A lot of the Puritans described themselves as the chief of sinners: John Bunyan and Oliver Cromwell for example. They were employing the well-known phrase from 1 Timothy. From an objective standpoint they could not all have been right. In fact, Richard Wurmband (1909–2001), the Romanian pastor, thought Paul was actually telling the objective truth when he described himself as the worst sinner who had ever lived.
But if we look at this statement about being the chief of sinners from a subjective standpoint, well that is a very different story. Who is the worst sinner I know? I have read a lot of church history and that narrative abounds with sinners: the Alexandrian Christians who murdered Hypatia; Luther and his anti-Jewish rants; Calvin and Melanchthon and their sanctioning of the judicial execution of Servetus; Oliver Cromwell and the slaughter at Drogheda; Whitefield and Edwards the slave owners; Whitefield’s friend Wesley did not fall into that trap, but, man, look at his marriage!

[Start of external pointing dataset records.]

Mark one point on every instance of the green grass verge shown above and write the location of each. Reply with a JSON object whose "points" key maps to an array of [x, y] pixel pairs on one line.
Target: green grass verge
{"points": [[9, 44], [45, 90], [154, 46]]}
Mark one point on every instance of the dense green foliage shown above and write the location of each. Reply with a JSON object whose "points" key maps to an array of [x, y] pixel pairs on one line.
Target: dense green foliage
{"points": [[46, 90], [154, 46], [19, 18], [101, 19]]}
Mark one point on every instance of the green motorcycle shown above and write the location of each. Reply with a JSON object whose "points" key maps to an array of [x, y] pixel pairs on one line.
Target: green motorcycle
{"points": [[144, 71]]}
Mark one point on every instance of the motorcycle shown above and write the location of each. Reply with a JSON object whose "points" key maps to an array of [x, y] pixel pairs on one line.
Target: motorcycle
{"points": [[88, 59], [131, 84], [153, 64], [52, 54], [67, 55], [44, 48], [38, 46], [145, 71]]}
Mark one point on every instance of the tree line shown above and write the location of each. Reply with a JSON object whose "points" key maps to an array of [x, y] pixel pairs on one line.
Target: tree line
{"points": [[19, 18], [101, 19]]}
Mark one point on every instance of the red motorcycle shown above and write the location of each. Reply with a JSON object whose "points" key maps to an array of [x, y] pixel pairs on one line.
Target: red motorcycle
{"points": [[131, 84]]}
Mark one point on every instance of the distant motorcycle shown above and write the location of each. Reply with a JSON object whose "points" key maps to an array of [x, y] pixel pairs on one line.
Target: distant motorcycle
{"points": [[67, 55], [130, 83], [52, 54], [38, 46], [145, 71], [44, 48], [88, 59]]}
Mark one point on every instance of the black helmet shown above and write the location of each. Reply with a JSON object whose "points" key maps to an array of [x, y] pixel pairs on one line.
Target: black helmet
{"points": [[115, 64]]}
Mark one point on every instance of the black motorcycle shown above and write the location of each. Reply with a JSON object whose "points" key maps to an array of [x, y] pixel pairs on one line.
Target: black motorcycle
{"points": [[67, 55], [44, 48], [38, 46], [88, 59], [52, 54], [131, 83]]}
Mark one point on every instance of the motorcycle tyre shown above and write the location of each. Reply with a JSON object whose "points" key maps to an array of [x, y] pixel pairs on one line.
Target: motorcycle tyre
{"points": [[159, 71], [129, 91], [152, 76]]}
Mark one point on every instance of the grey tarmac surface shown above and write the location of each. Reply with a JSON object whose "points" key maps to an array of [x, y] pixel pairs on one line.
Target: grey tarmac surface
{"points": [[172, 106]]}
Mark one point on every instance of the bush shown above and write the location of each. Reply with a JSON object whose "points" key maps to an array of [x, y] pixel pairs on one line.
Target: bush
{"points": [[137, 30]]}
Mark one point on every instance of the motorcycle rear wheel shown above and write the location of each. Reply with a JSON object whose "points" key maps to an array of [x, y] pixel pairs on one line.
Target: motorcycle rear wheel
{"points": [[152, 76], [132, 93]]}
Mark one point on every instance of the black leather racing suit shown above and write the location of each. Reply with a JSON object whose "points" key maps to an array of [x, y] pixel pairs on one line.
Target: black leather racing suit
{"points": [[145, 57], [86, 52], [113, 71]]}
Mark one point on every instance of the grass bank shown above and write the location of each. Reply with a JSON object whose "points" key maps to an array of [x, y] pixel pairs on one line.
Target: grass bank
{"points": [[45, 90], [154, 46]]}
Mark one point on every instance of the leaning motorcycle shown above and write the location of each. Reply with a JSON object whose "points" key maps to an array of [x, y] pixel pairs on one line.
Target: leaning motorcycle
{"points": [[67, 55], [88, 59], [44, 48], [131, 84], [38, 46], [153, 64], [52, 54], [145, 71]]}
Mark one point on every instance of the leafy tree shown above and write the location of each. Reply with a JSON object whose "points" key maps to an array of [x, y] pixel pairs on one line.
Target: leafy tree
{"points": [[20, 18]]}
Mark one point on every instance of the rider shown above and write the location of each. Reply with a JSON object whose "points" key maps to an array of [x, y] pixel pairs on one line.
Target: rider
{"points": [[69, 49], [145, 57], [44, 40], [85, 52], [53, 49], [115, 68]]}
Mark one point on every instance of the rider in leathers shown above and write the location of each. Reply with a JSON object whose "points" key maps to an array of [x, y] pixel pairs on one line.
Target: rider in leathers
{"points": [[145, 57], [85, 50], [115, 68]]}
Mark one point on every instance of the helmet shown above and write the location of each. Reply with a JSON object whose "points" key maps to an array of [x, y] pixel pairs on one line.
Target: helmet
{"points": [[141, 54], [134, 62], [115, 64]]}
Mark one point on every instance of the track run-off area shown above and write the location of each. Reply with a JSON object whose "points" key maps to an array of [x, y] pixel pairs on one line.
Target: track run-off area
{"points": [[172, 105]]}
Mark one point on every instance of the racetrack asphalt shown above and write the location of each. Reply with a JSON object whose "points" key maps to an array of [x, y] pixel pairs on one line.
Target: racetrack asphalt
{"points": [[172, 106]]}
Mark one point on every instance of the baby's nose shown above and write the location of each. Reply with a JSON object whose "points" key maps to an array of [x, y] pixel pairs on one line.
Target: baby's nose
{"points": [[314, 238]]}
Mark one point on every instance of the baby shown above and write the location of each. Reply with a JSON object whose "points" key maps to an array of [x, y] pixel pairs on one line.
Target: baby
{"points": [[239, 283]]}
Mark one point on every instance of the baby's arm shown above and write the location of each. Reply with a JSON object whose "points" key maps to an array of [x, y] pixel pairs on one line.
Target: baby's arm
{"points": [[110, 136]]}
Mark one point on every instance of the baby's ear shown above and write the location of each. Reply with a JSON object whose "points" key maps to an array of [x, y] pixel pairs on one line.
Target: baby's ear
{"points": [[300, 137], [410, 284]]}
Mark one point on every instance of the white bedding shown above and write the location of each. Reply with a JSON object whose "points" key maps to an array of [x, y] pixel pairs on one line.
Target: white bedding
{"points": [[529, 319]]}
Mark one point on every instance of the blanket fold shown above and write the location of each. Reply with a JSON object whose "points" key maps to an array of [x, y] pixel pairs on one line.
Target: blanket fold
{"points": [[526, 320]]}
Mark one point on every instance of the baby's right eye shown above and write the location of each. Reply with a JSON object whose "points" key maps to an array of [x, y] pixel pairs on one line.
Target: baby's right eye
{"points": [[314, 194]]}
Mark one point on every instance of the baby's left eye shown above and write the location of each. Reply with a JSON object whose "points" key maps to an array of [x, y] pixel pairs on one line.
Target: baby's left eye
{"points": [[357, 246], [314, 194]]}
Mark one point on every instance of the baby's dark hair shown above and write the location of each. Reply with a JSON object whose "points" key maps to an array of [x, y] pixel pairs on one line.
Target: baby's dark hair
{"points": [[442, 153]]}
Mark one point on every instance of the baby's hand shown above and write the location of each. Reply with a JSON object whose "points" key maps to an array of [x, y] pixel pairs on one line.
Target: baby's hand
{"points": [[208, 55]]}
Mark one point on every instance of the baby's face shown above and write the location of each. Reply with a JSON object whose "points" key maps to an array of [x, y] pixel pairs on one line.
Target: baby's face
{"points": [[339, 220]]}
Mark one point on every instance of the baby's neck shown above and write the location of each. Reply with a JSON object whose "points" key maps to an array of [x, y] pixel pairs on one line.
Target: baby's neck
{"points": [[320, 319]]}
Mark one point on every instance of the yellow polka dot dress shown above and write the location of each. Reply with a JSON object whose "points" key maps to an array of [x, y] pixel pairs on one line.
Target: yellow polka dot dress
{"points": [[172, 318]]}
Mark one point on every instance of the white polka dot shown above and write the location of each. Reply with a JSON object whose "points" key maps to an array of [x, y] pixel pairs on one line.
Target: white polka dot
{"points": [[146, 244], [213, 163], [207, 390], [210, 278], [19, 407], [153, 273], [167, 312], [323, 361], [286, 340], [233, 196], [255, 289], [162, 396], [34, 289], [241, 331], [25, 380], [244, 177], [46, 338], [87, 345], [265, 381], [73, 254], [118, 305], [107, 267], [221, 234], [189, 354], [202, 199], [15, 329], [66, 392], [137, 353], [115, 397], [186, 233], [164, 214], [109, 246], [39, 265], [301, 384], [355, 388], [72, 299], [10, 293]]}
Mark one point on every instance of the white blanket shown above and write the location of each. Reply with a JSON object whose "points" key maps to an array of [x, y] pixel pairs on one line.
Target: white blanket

And then my hero Carey: how he failed Dorothy.
But the most wicked person I know, c’est moi. This is not some rubbishy virtue-signalling but solid truth that, recall, is at the heart of one of the most important of Jesus’ parable, that of the Pharisee and the publican. “God be merciful to me a sinner.”
Now, when I begin with that as a hermeneutical principle for reading church history, wow what a difference it makes in reading the story of God’s people. In fine: it tempers the moral judgment of this historian.